Cool Off and Take A Step Back in Time With 10 Facts About the History of Ice Cream in America

Cool Off and Take A Step Back in Time With 10 Facts About the History of Ice Cream in America

Larry Holzwarth - July 30, 2018

Cool Off and Take A Step Back in Time With 10 Facts About the History of Ice Cream in America
A soda jerk offers his product. Library of Congress

The ice cream soda

During the 1874 Franklin Institute semi-centennial celebration in Philadelphia, a soda vendor named Robert McCay Green invented the ice cream soda. The legend emerged that he ran out of ice chips for cooling his soda concoctions, and with none available at the site he substituted vanilla ice cream he obtained from a nearby ice cream vendor, and the result was wildly successful. But the story is incorrect.

In fact, Mr. Green wrote in 1910 that he invented the ice cream soda in order to attract attention to his stand, which was small in comparison to other vendors at the celebration. He experimented before the event with ice cream, soda water, and several flavoring syrups and came to the celebration fully prepared to market his new use of ice cream. Nor is Mr. Green the only person to claim credit for the soda.

Nonetheless he directed that the phrase, “Originator of the Ice Cream Soda” be included on his gravestone in his will. One of Green’s employees claimed that he had invented the soda accidentally, and Green had stolen the idea and taken the credit which was rightfully his. Regardless, the beverage became instantly popular, especially among teens, and soda fountains emerged all over the country.

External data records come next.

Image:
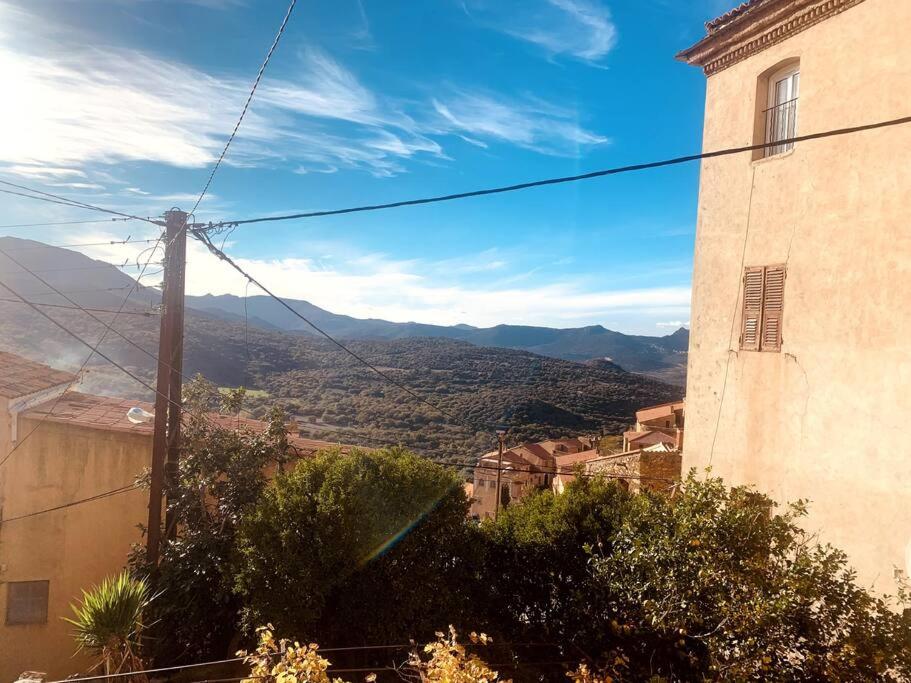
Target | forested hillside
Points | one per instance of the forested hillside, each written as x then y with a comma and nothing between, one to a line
327,391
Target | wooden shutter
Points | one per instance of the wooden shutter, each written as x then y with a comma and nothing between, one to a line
772,305
752,308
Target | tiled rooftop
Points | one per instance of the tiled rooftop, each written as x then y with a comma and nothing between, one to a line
728,17
21,377
569,459
659,411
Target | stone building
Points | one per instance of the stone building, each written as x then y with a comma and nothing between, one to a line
800,322
72,447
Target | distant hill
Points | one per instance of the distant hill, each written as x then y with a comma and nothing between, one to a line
329,393
661,357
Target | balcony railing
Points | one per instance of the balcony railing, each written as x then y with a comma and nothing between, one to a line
780,124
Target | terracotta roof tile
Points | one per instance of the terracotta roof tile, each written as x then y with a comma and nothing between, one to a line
659,411
728,17
568,459
21,377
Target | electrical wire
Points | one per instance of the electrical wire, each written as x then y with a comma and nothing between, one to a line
94,350
147,314
235,660
202,237
133,287
564,179
41,199
73,202
47,225
106,494
105,266
259,75
82,244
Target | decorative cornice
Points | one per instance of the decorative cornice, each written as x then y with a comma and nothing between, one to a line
755,27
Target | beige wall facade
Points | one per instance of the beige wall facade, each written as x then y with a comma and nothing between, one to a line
797,423
73,548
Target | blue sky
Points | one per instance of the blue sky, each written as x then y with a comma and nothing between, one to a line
126,103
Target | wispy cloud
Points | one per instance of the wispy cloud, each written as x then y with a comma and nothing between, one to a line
442,292
530,123
578,28
73,106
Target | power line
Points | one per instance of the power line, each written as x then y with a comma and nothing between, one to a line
73,202
564,179
106,494
106,266
234,660
81,244
45,225
201,236
147,314
41,199
77,338
105,289
262,69
88,358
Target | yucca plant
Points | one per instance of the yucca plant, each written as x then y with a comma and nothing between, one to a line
108,622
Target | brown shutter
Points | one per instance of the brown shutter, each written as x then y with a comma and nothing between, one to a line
772,305
752,308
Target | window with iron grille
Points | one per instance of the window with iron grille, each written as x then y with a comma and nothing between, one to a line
763,306
781,112
26,602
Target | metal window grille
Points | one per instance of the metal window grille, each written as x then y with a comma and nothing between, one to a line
26,602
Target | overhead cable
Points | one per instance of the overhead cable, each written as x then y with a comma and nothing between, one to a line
259,75
47,196
557,181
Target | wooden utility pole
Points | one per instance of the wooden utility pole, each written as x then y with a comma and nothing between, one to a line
501,435
166,436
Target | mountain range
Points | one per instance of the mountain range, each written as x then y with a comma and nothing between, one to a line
327,392
660,357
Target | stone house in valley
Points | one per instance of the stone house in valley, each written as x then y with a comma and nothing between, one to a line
800,322
524,468
74,446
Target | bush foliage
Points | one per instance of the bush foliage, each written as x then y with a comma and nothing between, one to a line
376,548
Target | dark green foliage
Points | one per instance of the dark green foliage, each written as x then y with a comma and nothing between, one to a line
537,560
708,584
712,583
222,474
366,547
376,547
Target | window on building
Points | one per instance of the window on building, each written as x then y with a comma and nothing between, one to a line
763,305
26,602
781,108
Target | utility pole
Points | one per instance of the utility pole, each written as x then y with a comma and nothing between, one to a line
166,435
501,436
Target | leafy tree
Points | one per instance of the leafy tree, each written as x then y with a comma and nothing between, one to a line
536,559
712,584
363,547
223,471
108,622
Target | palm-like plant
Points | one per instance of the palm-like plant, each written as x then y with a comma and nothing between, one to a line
108,622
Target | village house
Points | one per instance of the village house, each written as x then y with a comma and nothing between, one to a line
800,320
524,468
650,459
85,447
661,424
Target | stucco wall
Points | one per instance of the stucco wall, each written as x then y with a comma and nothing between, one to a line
73,548
822,419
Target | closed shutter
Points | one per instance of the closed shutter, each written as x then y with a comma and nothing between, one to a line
772,305
752,308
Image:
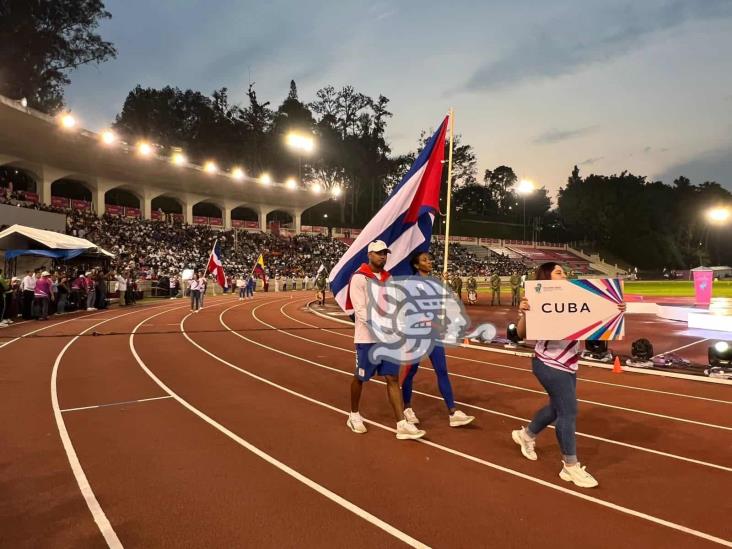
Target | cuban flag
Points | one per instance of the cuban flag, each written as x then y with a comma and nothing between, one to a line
215,266
258,270
404,222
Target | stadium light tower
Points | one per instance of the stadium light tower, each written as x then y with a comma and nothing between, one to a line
719,215
301,144
524,188
67,121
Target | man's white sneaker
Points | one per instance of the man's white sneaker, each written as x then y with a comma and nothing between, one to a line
410,416
355,423
578,475
407,431
459,418
526,442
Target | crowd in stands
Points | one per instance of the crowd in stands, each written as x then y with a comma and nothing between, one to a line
159,251
465,263
161,248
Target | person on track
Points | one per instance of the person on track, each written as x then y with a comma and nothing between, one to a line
472,290
321,283
364,340
241,286
195,288
422,263
555,366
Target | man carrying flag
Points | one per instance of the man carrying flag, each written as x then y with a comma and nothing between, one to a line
400,228
215,266
258,270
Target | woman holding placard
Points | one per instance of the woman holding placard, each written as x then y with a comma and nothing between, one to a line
555,365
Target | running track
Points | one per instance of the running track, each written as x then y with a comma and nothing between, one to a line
227,428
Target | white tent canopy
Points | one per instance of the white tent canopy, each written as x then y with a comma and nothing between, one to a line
22,237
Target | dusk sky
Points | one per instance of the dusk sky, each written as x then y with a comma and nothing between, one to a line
540,86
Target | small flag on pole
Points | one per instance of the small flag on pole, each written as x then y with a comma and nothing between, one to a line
258,270
215,266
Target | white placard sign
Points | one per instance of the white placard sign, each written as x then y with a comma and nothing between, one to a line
575,309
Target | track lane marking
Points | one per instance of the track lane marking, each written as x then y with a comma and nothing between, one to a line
507,385
114,404
512,472
322,490
507,366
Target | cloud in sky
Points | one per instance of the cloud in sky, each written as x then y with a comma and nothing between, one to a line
591,161
576,38
713,165
556,136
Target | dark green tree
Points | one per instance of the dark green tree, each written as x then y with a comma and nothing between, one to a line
43,41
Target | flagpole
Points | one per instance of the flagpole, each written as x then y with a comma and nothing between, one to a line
449,193
255,265
213,288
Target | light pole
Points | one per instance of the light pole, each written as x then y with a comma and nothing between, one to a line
524,188
302,144
718,215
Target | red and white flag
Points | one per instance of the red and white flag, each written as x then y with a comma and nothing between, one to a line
215,266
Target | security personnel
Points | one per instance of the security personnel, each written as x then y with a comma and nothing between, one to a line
472,290
495,282
457,286
320,285
515,289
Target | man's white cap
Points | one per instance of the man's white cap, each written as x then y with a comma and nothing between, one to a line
379,246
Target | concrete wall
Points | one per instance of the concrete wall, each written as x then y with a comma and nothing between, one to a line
10,215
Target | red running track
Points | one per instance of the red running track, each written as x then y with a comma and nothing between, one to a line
227,428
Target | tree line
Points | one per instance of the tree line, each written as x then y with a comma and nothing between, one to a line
646,223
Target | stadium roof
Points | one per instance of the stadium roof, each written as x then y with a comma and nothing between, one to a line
22,237
30,138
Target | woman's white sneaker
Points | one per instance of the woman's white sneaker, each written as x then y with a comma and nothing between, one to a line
460,418
355,423
407,431
526,442
578,475
410,416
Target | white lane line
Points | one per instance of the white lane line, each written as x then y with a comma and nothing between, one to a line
110,536
516,387
499,365
114,404
75,319
512,472
332,496
526,420
47,327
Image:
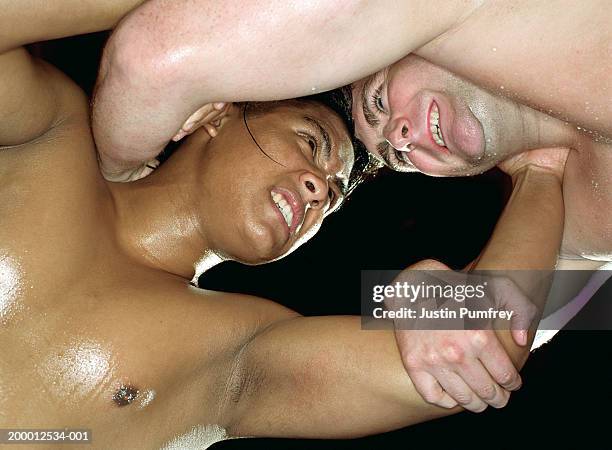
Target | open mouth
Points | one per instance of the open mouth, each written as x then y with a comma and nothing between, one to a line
434,125
284,207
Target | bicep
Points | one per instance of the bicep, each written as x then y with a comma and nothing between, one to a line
25,21
29,100
325,377
268,50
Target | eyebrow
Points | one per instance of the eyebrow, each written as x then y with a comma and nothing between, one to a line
327,151
369,116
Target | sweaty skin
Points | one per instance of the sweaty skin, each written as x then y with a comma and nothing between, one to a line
391,112
278,54
95,281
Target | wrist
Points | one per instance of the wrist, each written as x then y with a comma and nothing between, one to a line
536,174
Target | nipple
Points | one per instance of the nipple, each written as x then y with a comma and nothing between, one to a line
125,395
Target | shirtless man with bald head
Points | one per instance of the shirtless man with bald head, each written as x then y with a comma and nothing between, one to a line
99,325
550,60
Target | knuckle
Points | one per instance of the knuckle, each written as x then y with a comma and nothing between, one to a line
463,398
487,392
503,402
453,353
433,358
480,338
432,397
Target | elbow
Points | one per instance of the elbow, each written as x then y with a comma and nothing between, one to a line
136,58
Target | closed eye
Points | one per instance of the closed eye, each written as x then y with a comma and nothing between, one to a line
312,143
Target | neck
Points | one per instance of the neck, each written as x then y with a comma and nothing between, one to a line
543,131
156,224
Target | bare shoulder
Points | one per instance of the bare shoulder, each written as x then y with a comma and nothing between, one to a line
36,99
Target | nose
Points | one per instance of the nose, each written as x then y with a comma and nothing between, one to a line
397,132
313,189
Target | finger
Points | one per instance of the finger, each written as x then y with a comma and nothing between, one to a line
210,129
479,380
497,362
459,391
430,389
178,136
212,115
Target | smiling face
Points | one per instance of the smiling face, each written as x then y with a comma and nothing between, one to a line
416,116
261,203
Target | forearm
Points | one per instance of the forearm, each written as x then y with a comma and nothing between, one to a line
529,231
526,241
26,21
169,58
324,377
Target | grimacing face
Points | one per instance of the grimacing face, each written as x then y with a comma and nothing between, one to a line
418,117
267,201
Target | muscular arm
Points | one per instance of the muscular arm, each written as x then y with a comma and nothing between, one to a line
325,377
33,94
171,57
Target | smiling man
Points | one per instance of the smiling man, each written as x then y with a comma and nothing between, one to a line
99,325
416,116
266,50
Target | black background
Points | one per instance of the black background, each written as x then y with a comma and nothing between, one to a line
391,222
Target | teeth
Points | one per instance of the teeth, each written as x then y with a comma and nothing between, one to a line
283,207
434,126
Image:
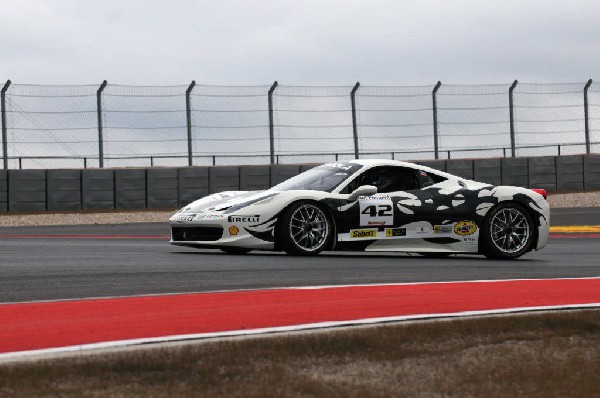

In small town America ice cream was often purchased at the local drug store, where soda fountains became popular. A new profession emerged in the United States; that of the soda jerk, so named because of the jerking motion necessary to operate the soda tap. Soda jerks were found in drug stores, ice cream shops, and confectioners until the 1960s, when the profession gradually faded from the scene.

In the early 1900s, drinks such as Coca-Cola and root beer were often purchased as syrup mixed with soda by the soda jerk. The addition of ice cream created the ice cream soda, also known as the root beer float, coke float, Black Cow, Pink Cow (with crème soda) and a wide variety of other names. Today the ice cream soda is a popular means of consuming ice cream around the world, with countless variations of flavors of both soda and ice cream.